Lugar do Brasil é junto da independência chinesa, afirma Dilma Rousseff
Em artigo, a ex-presidente diz que o Brasil precisa abandonar o “complexo de inferioridade" frente aos Estados Unidos: 'algumas elites e oligarquias não fazem outra coisa a não ser submeter-se de maneira vergonhosa aos EUA'
247 - O Brasil precisa abandonar o “complexo de inferioridade" frente aos Estados Unidos e se firmar no lado da independência, junto da China, defendeu a ex-presidente Dilma Rousseff em artigo publicado no curso “Estado, política e Democracia na América Latina”, organizado pelo jornal argentino Pagina12.

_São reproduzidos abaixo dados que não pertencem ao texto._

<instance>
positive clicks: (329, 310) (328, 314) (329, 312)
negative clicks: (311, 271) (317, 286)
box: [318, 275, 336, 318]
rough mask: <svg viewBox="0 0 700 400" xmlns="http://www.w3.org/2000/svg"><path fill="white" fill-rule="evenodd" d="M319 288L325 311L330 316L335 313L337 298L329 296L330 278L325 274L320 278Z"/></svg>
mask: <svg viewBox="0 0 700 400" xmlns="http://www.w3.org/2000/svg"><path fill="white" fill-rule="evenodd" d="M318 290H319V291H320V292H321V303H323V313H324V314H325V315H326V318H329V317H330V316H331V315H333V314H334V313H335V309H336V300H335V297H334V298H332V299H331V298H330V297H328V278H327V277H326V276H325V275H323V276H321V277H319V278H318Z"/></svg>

“Não é possível seguir reproduzindo o complexo de inferioridade de algumas elites e oligarquias que não fazem outra coisa a não ser submeter-se de maneira vergonhosa aos Estados Unidos”, escreveu.
No que diz respeito à China, a ex-presidente dissertou sobre o modelo político e econômico do país asiático: “a China, de fato, não é uma democracia liberal. A China está controlada pelo PCCh (Partido Comunista da China) […] acredito que a China seja extremamente pragmática. Mas, não faz parte da mentalidade chinesa interferir na maneira como os países se organizam internamente, na organização social, econômica, política e sua cultura. Há uma diferença de enfoque, de visão. A visão estratégica da China é diferente da ocidental. O jogo estratégico ocidental é mais complexo, com o objetivo de rodear a rainha e matar o rei. O jogo chinês é de estratégia e não de assédio”.